Abstract

To investigate the effects of habitual sniffing on the postoperative course of pars flaccida cholesteatoma. Retrospective case series study. University hospital. Forty-nine patients (53 ears) with pars flaccida cholesteatoma and history of habitual sniffing before the initial operation. Patients were divided into a "sniffing cessation group" characterized by sniffing cessation and a "continual sniffing group" characterized by continuation of sniffing despite instructions for conscious cessation.

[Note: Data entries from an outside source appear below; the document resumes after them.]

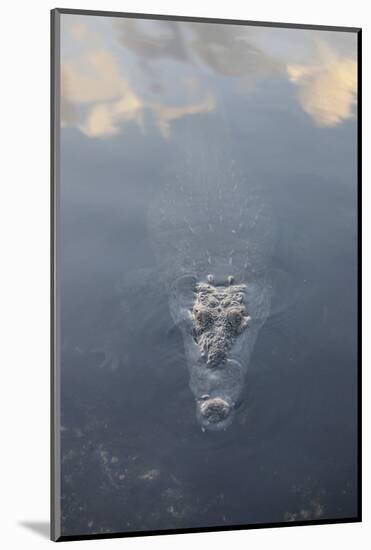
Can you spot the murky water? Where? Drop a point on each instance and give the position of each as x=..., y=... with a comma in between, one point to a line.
x=133, y=455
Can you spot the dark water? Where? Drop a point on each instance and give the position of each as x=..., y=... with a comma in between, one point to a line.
x=133, y=456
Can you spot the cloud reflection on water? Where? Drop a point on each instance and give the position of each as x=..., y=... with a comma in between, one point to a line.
x=327, y=89
x=99, y=85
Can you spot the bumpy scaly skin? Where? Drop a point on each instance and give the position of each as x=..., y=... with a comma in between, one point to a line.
x=219, y=315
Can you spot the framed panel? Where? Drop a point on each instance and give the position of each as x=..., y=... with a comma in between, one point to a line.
x=206, y=193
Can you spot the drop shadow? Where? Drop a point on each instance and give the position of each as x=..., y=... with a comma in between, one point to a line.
x=42, y=528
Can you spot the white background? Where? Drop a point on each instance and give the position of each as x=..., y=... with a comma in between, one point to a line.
x=24, y=249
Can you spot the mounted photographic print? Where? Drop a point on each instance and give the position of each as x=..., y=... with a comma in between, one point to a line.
x=205, y=274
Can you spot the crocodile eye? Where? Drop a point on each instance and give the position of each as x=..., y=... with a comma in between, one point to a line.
x=235, y=318
x=213, y=302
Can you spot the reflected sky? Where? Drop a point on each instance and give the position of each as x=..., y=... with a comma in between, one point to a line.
x=150, y=109
x=118, y=72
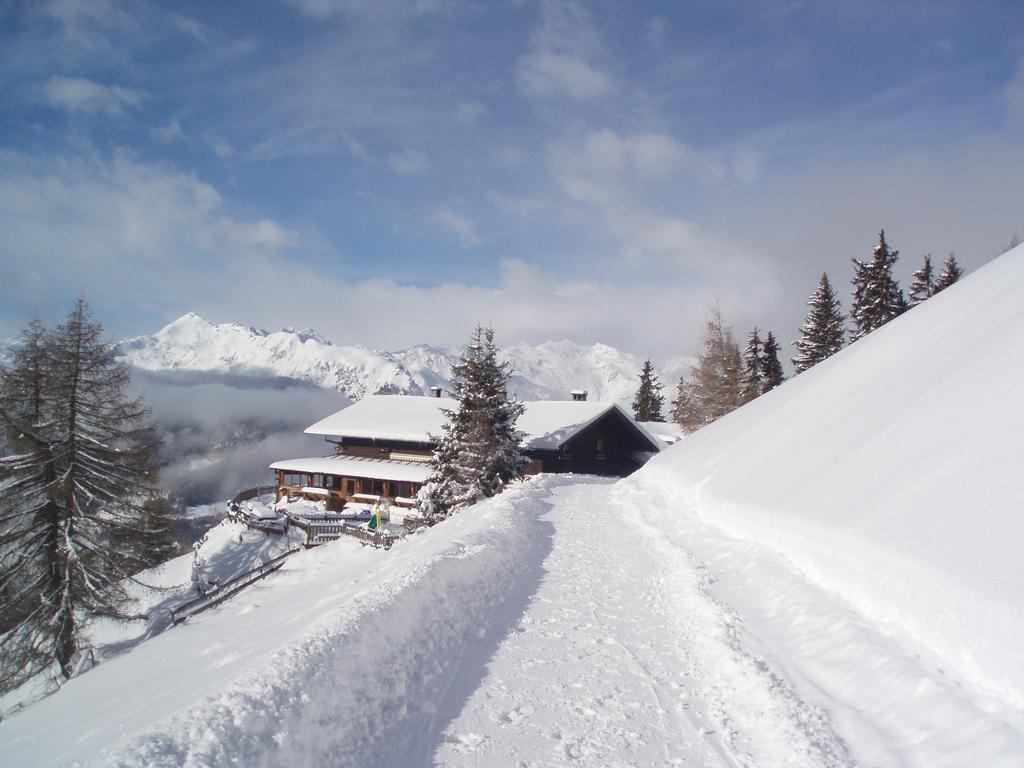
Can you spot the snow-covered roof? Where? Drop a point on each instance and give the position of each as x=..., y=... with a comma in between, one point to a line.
x=548, y=424
x=668, y=431
x=358, y=466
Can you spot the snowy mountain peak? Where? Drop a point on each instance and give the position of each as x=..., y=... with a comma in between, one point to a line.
x=547, y=371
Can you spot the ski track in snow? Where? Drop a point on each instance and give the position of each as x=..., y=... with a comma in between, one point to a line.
x=623, y=657
x=567, y=622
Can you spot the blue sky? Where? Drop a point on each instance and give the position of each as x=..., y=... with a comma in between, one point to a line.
x=393, y=172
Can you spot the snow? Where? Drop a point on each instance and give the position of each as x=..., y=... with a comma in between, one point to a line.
x=827, y=577
x=547, y=424
x=547, y=371
x=669, y=432
x=344, y=656
x=356, y=466
x=890, y=474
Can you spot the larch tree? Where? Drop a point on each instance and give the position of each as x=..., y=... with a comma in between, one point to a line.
x=648, y=400
x=718, y=386
x=922, y=287
x=753, y=367
x=950, y=273
x=823, y=330
x=877, y=295
x=479, y=450
x=771, y=368
x=684, y=411
x=97, y=521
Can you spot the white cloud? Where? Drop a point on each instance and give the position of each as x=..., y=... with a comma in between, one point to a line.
x=549, y=74
x=562, y=57
x=165, y=134
x=324, y=9
x=656, y=29
x=648, y=154
x=409, y=162
x=508, y=157
x=127, y=232
x=220, y=147
x=1014, y=92
x=514, y=206
x=458, y=224
x=81, y=95
x=469, y=112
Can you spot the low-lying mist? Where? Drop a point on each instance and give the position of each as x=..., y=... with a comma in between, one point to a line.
x=221, y=431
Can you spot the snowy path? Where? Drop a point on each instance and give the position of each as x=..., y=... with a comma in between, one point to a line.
x=664, y=642
x=604, y=670
x=566, y=622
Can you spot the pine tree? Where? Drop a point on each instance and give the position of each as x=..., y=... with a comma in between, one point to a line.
x=771, y=369
x=753, y=378
x=821, y=335
x=479, y=449
x=877, y=296
x=648, y=400
x=922, y=287
x=80, y=521
x=950, y=273
x=684, y=411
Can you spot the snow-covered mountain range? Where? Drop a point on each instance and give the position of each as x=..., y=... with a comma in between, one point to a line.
x=548, y=371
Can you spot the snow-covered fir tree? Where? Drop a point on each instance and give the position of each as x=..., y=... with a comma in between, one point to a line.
x=479, y=449
x=822, y=332
x=771, y=368
x=877, y=295
x=648, y=400
x=950, y=273
x=80, y=513
x=922, y=286
x=753, y=367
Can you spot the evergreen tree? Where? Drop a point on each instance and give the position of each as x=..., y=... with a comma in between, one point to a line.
x=479, y=449
x=950, y=273
x=80, y=520
x=684, y=411
x=877, y=295
x=771, y=369
x=922, y=287
x=821, y=335
x=753, y=366
x=648, y=400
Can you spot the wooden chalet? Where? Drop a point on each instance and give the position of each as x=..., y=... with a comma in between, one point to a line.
x=383, y=444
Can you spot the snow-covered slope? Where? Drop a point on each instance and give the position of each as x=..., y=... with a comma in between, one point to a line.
x=891, y=475
x=190, y=343
x=548, y=371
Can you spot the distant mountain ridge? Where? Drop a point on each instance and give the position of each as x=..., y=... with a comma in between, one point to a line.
x=547, y=371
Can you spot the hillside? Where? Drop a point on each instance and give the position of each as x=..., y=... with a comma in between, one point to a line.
x=548, y=371
x=827, y=577
x=891, y=474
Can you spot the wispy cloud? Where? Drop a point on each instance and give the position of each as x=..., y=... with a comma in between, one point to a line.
x=458, y=224
x=514, y=206
x=469, y=112
x=165, y=134
x=408, y=162
x=88, y=96
x=561, y=60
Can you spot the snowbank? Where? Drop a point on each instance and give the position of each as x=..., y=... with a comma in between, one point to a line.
x=891, y=474
x=347, y=655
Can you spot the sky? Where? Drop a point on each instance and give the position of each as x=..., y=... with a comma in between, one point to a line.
x=393, y=172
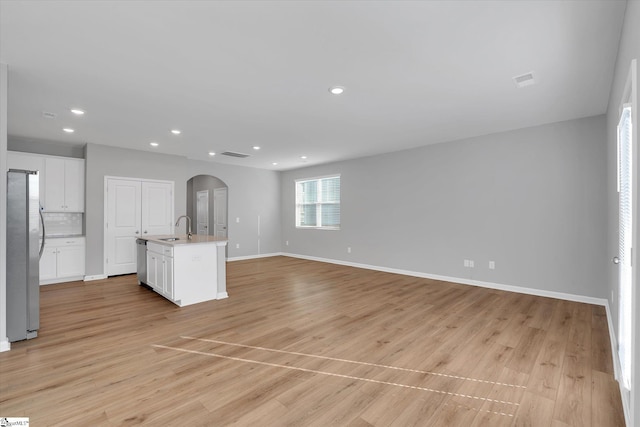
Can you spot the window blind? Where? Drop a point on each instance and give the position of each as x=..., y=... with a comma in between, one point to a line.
x=625, y=183
x=318, y=203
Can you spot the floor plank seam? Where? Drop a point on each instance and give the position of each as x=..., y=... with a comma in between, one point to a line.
x=238, y=359
x=359, y=363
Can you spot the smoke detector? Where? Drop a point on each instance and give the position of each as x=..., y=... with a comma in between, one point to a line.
x=523, y=80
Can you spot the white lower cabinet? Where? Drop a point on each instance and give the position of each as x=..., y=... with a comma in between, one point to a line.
x=160, y=269
x=62, y=260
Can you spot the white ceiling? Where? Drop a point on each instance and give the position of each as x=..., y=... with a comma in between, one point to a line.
x=235, y=74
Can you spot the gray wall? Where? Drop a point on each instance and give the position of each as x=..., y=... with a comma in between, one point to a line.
x=252, y=193
x=254, y=200
x=104, y=161
x=629, y=49
x=4, y=342
x=532, y=200
x=200, y=183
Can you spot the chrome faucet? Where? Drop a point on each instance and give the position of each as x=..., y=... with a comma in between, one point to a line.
x=188, y=225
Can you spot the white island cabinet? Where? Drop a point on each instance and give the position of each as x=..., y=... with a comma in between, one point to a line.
x=187, y=271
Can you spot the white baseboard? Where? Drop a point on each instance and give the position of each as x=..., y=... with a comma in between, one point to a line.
x=463, y=281
x=243, y=258
x=61, y=280
x=95, y=277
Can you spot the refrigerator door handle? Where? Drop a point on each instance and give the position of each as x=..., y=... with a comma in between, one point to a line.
x=43, y=233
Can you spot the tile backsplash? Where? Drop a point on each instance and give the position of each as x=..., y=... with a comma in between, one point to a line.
x=62, y=223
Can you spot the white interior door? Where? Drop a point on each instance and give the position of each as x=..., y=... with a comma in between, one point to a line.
x=123, y=225
x=157, y=208
x=220, y=212
x=202, y=212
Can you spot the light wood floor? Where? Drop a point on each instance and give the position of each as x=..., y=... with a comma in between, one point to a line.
x=303, y=343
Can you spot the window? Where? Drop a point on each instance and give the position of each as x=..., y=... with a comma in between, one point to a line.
x=625, y=189
x=318, y=203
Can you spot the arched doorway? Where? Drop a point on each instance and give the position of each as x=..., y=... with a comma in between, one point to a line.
x=207, y=205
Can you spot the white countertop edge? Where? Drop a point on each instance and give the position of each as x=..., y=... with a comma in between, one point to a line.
x=183, y=240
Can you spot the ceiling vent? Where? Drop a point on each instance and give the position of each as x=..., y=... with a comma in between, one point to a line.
x=233, y=154
x=523, y=80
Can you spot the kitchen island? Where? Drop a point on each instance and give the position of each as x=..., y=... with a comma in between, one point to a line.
x=187, y=271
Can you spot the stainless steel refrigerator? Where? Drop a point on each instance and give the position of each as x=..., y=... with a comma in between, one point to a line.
x=23, y=254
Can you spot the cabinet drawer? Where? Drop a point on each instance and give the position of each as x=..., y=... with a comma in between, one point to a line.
x=64, y=241
x=160, y=249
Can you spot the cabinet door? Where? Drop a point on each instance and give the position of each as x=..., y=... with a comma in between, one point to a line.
x=48, y=263
x=153, y=267
x=54, y=175
x=157, y=208
x=70, y=261
x=168, y=279
x=74, y=185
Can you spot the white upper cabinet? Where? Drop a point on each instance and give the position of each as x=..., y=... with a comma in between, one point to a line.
x=27, y=161
x=65, y=185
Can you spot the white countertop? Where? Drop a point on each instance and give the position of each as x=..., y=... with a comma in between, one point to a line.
x=183, y=240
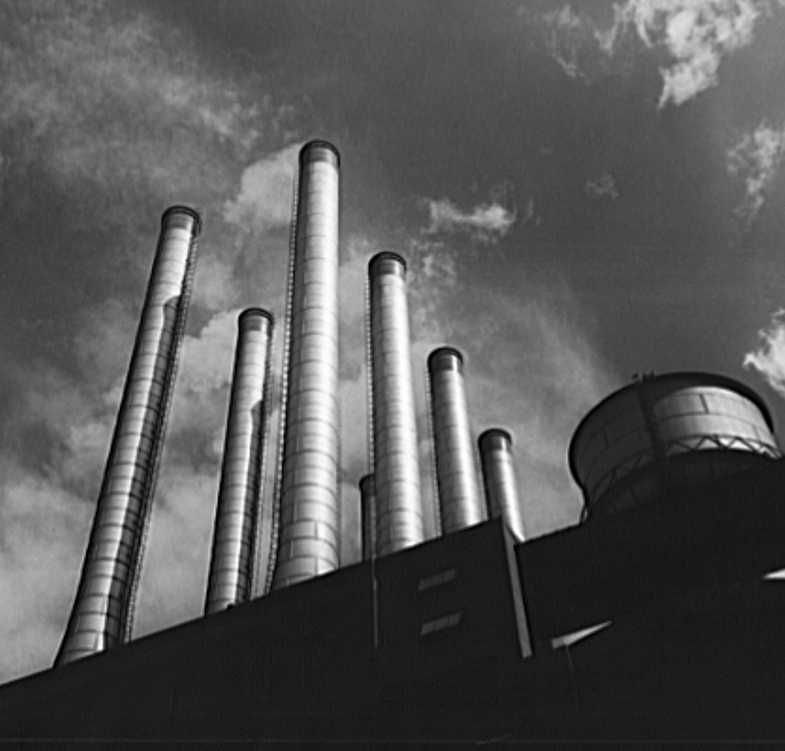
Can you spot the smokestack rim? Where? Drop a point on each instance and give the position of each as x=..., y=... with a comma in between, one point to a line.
x=376, y=264
x=254, y=313
x=308, y=152
x=182, y=209
x=486, y=438
x=443, y=353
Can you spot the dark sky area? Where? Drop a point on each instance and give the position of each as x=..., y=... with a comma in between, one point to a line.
x=583, y=191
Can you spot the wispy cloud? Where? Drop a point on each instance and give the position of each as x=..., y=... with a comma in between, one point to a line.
x=755, y=158
x=696, y=35
x=603, y=186
x=769, y=357
x=486, y=222
x=264, y=200
x=110, y=110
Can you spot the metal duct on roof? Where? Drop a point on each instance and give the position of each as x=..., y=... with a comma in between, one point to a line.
x=498, y=472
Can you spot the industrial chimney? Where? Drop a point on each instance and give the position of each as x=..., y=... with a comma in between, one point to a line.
x=666, y=435
x=456, y=475
x=399, y=514
x=368, y=517
x=498, y=473
x=309, y=532
x=103, y=609
x=230, y=579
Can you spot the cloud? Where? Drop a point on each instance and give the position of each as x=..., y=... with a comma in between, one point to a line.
x=769, y=358
x=265, y=197
x=603, y=186
x=695, y=34
x=755, y=158
x=111, y=116
x=487, y=222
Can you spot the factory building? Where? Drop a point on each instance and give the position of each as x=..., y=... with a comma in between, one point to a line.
x=655, y=617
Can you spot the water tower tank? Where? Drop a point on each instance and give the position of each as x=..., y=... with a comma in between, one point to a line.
x=665, y=435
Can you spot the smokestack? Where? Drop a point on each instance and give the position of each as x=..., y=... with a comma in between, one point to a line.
x=103, y=609
x=498, y=472
x=399, y=518
x=368, y=517
x=309, y=532
x=456, y=475
x=234, y=538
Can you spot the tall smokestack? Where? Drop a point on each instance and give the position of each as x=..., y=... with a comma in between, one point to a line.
x=103, y=609
x=456, y=475
x=399, y=517
x=498, y=473
x=234, y=537
x=368, y=517
x=309, y=532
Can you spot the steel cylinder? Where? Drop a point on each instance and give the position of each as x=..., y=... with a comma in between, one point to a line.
x=368, y=517
x=102, y=613
x=666, y=435
x=230, y=579
x=498, y=473
x=399, y=514
x=456, y=473
x=309, y=525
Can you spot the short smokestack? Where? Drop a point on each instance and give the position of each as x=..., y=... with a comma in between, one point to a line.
x=309, y=532
x=103, y=609
x=399, y=517
x=230, y=580
x=456, y=474
x=368, y=517
x=498, y=473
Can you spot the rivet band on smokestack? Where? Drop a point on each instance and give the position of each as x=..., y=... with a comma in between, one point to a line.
x=456, y=474
x=498, y=472
x=399, y=515
x=230, y=579
x=368, y=517
x=309, y=531
x=102, y=612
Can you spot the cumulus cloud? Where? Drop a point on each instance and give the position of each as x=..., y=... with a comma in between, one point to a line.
x=603, y=186
x=769, y=357
x=755, y=158
x=486, y=222
x=695, y=34
x=117, y=116
x=265, y=197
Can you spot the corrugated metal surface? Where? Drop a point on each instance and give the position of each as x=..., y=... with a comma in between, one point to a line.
x=657, y=432
x=102, y=612
x=309, y=530
x=456, y=473
x=399, y=517
x=230, y=578
x=498, y=472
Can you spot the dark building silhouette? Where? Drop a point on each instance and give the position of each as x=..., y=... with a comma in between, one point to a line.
x=463, y=638
x=652, y=619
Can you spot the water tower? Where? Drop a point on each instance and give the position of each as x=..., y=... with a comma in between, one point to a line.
x=665, y=435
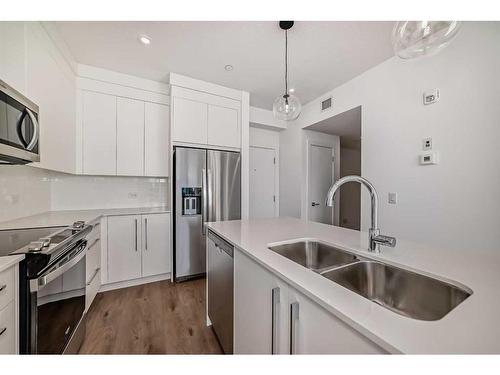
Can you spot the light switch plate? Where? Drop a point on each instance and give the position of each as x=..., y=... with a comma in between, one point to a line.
x=393, y=198
x=427, y=144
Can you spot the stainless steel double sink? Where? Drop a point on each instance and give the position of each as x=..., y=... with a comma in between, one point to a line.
x=404, y=292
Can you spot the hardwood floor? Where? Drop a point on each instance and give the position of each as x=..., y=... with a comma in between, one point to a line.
x=156, y=318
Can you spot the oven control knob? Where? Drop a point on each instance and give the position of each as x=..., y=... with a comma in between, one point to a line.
x=45, y=241
x=35, y=246
x=79, y=224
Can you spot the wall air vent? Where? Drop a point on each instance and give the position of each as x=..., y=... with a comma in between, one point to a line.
x=326, y=104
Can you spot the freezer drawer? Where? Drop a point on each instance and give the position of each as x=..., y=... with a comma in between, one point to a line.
x=220, y=289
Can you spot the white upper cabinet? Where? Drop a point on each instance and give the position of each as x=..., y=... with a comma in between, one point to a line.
x=204, y=119
x=189, y=121
x=99, y=133
x=130, y=137
x=223, y=127
x=156, y=139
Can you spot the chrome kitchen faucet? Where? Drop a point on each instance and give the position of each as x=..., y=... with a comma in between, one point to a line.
x=375, y=238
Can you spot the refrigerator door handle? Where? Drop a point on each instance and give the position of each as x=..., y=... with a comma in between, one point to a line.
x=204, y=200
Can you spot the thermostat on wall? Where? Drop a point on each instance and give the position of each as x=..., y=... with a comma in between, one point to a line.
x=429, y=159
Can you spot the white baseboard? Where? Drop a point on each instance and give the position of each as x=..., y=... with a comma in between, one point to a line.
x=129, y=283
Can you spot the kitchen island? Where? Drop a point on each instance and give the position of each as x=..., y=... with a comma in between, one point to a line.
x=469, y=328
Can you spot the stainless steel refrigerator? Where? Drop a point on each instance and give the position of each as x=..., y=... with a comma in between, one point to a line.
x=207, y=188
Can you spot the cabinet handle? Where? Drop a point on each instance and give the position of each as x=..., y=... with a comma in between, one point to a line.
x=146, y=230
x=274, y=335
x=135, y=234
x=93, y=276
x=294, y=317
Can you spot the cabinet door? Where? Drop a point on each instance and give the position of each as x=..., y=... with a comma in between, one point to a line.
x=99, y=134
x=189, y=121
x=124, y=248
x=254, y=328
x=156, y=140
x=129, y=137
x=314, y=330
x=155, y=244
x=223, y=127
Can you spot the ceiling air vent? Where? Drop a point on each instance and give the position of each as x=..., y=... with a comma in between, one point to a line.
x=326, y=104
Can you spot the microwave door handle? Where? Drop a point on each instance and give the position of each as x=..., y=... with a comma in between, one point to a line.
x=37, y=284
x=34, y=139
x=36, y=131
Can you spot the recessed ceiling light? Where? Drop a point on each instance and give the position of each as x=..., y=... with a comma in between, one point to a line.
x=144, y=39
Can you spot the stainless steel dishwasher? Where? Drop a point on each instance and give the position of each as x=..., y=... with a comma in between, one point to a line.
x=220, y=265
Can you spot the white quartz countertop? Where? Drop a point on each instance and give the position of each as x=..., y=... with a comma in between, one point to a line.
x=8, y=261
x=472, y=327
x=61, y=218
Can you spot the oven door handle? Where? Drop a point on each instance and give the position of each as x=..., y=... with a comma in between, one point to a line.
x=37, y=284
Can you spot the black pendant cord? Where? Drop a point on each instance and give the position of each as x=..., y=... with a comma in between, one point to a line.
x=286, y=67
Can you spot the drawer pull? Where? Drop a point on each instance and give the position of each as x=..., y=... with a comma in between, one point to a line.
x=93, y=276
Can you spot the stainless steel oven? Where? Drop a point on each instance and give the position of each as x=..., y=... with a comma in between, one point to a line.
x=51, y=286
x=58, y=303
x=19, y=129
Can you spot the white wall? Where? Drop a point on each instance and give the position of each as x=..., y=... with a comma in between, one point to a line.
x=454, y=204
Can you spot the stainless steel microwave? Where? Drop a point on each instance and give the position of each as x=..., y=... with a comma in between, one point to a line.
x=19, y=128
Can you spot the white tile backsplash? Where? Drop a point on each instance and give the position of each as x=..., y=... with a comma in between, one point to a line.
x=26, y=191
x=89, y=192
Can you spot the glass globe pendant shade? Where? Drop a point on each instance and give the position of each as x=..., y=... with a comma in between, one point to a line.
x=412, y=39
x=286, y=107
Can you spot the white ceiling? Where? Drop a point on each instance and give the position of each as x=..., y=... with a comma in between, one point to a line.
x=322, y=55
x=346, y=125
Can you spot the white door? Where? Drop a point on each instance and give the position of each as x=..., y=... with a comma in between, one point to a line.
x=262, y=182
x=99, y=134
x=189, y=121
x=124, y=248
x=320, y=180
x=155, y=244
x=223, y=126
x=129, y=137
x=156, y=140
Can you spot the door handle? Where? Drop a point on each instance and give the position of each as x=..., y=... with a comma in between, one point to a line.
x=204, y=199
x=275, y=300
x=294, y=318
x=146, y=233
x=135, y=234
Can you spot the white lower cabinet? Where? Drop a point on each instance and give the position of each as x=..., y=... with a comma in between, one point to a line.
x=9, y=306
x=137, y=246
x=156, y=244
x=93, y=265
x=289, y=324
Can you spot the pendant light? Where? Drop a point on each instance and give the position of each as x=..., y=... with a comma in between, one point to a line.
x=286, y=106
x=412, y=39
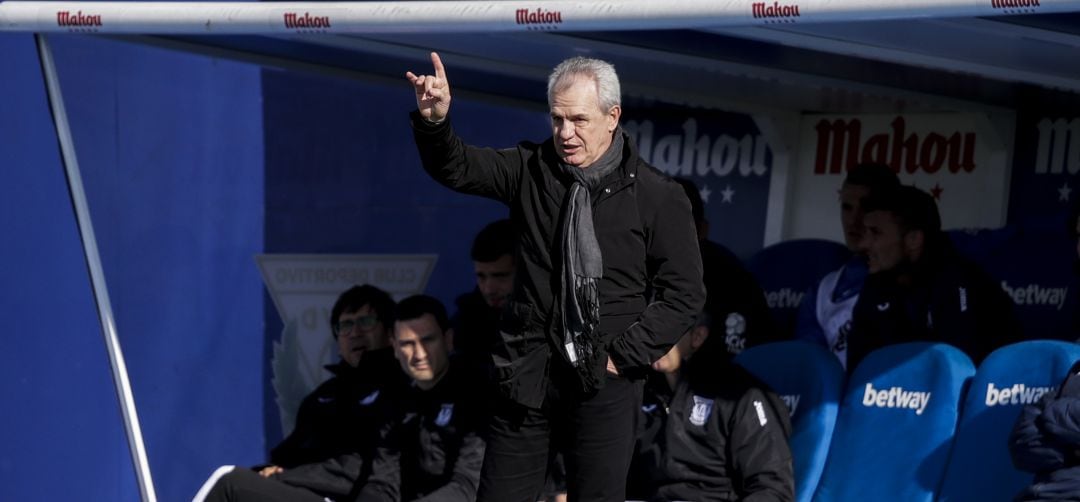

Hearing level, tympanic membrane findings, tympanograms, mastoid cell development before the operation, and pneumatization 1 year postoperatively. The sniffing cessation and continual sniffing groups comprised 35 patients (38 ears) and 14 patients (15 ears), respectively. The average postoperative hearing was slightly better in the continual sniffing group. In the sniffing cessation group, retractions were evident in significantly fewer cases. Retractions were observed in all continual sniffing group cases, with a high percentage of severe retractions, wherein the bottom was not visible. Type A tympanogram was predominant in the sniffing cessation group. Mastoid cell development was not significantly different between the two groups. Satisfactory pneumatization was significantly more common in the sniffing cessation group (Fisher's exact test, p < 0.005). Conscious cessation of the sniffing habit could reduce the risk of postoperative retraction and improve pneumatization in patients with pars flaccida cholesteatoma. The presence or absence of the sniffing habit after surgery is a defining factor in postoperative prognosis (retraction, recurrence), and may be a determinant for decisions regarding surgical approach.